In Brief: Peggy Young "is a driver for United Parcel Service, Inc. (UPS). She had asked UPS for a 'light duty' assignment after her doctor recommended that she not lift more than twenty pounds while pregnant. UPS denied her request, even though it had a practice of giving light duty assignments to other employees who were temporarily unable to perform their jobs. As a result of UPS’s denial, Young was forced to take unpaid leave and lost her medical coverage for the period during which she gave birth, until she was able to return to work at UPS two months later."
The Fourth Circuit CoA affirmed a grant of summary judgment to the employer holding that neither the Pregnancy Disrimination Act nor the Americans with Disabilities Act requires an employer to provide accomodations.
Saturday, June 14, 2014
Duling v. Gristede's Operating Corp, 2014 WL 567442 (S.D.N.Y. June 5, 2041). Upholding award of $500,000 in attorney's fees for successful $1.45m settlement of sex discrimination class action.
Former cashiers at a New York supermarket Gristede's alleged the compnay violated Title VII, the NYSHRL, and the NYCHRL by steering women who had applied for work in one of its approximately 40 New York supermarkets into part-time, dead-end cashier jobs—with little or no prospect for transfers or promotions into management-track positions. They also alleged that women were denied promotions in favor of men and paid less than them. Plaintiff Sewer also brought an individual claim of discrimination based on her gender and pregnancy and a claim for interference with her rights under the Family & Medical Leave Act.

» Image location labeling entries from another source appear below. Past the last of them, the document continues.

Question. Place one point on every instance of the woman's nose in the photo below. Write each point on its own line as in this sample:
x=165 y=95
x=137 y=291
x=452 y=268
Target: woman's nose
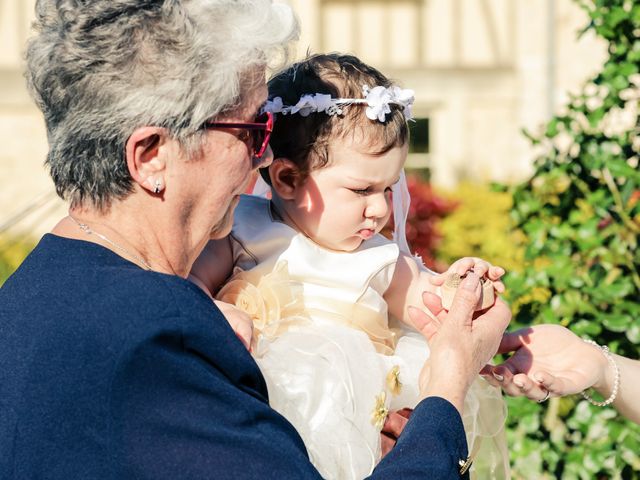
x=377 y=205
x=265 y=160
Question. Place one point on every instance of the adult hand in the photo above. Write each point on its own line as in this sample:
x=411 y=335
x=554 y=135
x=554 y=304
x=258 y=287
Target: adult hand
x=460 y=341
x=393 y=427
x=547 y=358
x=479 y=266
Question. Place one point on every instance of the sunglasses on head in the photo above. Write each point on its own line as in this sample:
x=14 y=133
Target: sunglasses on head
x=260 y=130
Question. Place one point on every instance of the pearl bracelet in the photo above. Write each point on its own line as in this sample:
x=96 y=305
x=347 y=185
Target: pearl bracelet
x=616 y=383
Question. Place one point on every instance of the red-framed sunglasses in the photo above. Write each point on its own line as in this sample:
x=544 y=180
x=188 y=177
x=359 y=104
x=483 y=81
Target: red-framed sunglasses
x=260 y=130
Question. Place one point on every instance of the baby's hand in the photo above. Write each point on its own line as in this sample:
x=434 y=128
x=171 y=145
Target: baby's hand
x=482 y=268
x=240 y=322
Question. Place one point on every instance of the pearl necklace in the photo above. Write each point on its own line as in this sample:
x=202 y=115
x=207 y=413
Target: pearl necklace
x=86 y=229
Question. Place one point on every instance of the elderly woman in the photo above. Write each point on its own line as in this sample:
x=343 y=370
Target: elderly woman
x=112 y=364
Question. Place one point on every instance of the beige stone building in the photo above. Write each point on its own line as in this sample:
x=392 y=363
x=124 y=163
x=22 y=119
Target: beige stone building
x=482 y=70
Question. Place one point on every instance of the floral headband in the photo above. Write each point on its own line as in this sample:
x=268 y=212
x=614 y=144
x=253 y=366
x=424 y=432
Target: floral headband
x=377 y=99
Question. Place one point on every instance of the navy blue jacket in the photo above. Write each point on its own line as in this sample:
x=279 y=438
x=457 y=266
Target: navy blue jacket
x=108 y=371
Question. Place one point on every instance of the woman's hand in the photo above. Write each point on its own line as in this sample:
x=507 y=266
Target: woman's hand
x=393 y=426
x=547 y=358
x=480 y=267
x=240 y=322
x=461 y=341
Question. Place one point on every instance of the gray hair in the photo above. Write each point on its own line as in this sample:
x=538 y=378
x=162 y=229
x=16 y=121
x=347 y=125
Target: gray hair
x=99 y=69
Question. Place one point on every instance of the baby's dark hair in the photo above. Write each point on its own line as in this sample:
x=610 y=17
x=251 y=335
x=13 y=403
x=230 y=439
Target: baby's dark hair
x=305 y=140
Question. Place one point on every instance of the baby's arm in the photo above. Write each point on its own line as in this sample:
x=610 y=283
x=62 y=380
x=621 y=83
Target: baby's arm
x=409 y=282
x=210 y=270
x=213 y=266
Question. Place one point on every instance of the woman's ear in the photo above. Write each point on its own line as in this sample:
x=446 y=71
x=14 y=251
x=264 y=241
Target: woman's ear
x=285 y=178
x=146 y=165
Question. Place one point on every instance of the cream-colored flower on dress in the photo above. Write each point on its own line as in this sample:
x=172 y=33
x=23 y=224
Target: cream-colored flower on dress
x=273 y=301
x=380 y=411
x=393 y=380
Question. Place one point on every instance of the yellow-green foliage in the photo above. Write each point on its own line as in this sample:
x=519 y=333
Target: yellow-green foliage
x=480 y=227
x=12 y=253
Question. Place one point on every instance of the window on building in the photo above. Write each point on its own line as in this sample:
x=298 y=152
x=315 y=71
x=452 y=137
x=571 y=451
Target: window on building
x=419 y=140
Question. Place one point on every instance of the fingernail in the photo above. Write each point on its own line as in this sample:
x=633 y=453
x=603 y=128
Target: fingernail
x=470 y=282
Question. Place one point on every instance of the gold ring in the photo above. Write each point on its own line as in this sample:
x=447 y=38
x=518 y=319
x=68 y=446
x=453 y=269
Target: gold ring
x=546 y=397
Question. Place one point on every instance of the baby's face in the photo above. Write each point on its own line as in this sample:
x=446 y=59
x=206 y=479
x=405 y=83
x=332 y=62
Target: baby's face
x=348 y=201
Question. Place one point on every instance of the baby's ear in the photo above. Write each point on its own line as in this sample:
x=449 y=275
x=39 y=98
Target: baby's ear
x=285 y=177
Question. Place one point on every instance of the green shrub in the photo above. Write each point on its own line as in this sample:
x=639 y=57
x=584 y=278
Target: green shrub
x=12 y=253
x=581 y=217
x=480 y=227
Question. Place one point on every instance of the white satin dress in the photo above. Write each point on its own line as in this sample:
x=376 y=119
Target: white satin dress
x=333 y=365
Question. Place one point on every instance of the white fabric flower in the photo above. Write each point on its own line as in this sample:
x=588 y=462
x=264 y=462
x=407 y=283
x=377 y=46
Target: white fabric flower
x=378 y=99
x=274 y=106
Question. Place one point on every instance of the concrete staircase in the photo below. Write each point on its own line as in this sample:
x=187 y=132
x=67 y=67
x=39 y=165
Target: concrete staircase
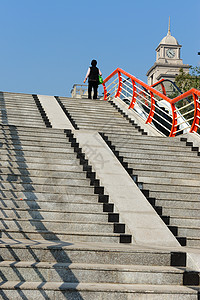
x=20 y=109
x=60 y=235
x=166 y=169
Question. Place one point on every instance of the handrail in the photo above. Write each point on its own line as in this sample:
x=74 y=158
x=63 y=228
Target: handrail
x=157 y=112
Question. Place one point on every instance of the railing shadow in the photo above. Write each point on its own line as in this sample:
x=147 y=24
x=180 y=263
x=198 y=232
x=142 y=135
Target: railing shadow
x=13 y=156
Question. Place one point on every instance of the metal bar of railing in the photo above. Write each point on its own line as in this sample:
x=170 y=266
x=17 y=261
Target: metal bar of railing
x=152 y=93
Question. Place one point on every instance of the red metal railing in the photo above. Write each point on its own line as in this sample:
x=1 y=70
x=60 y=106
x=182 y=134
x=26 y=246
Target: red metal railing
x=149 y=100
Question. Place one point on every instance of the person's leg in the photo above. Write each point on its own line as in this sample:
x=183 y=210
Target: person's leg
x=95 y=87
x=89 y=90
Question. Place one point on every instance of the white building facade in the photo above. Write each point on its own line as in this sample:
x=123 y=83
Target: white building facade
x=168 y=61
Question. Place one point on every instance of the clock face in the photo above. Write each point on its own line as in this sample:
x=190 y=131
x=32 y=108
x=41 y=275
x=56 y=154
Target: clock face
x=170 y=53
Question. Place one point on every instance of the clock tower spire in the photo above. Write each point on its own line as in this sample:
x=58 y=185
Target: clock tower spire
x=169 y=32
x=168 y=61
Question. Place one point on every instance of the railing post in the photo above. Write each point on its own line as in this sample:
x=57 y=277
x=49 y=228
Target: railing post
x=105 y=91
x=119 y=85
x=194 y=126
x=163 y=89
x=174 y=120
x=134 y=95
x=152 y=110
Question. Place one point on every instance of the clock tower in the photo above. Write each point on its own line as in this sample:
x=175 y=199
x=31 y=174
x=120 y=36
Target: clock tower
x=168 y=61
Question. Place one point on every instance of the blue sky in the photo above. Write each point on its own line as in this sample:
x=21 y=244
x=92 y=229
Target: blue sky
x=47 y=46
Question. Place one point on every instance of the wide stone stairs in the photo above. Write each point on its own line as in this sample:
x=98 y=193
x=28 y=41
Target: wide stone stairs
x=57 y=238
x=20 y=109
x=167 y=169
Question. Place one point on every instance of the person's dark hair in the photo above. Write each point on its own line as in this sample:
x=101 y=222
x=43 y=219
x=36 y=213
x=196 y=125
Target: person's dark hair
x=94 y=63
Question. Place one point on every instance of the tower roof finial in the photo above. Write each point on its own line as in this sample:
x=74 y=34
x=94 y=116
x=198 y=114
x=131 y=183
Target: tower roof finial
x=169 y=32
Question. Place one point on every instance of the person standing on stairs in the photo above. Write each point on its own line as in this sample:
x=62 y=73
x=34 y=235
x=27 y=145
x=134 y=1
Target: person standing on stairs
x=93 y=79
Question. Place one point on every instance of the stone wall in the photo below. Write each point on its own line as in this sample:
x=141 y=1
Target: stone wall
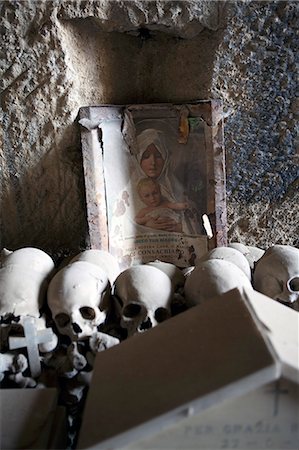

Technically, attorney's fees are not available for cases that settle without a "judicial imprimatur," said SCOTUS in Buckhannon v. West Virginia (2001). But the shadow of the law knows that without the fees, the case would proceed to trial where it would then include fees.
Saturday, June 7, 2014
The Women’s Economic Security Act includes 9 pieces of legislation that address a variety of issues women face in the workplace. The act will work to narrow the compensation gap between men and women in Minnesota by requiring larger-sized businesses that contract with the state at a certain amount to undergo a pay equity analysis and earn an “equal pay certificate.” The act also bans salary secrecy, doubles unpaid maternity leave time from 6 weeks to 12 weeks, creates more employment protections for nursing and pregnant women, and creates “safety leave” for those who need time off due to sexual assault, domestic violence, or stalking, among several other changes.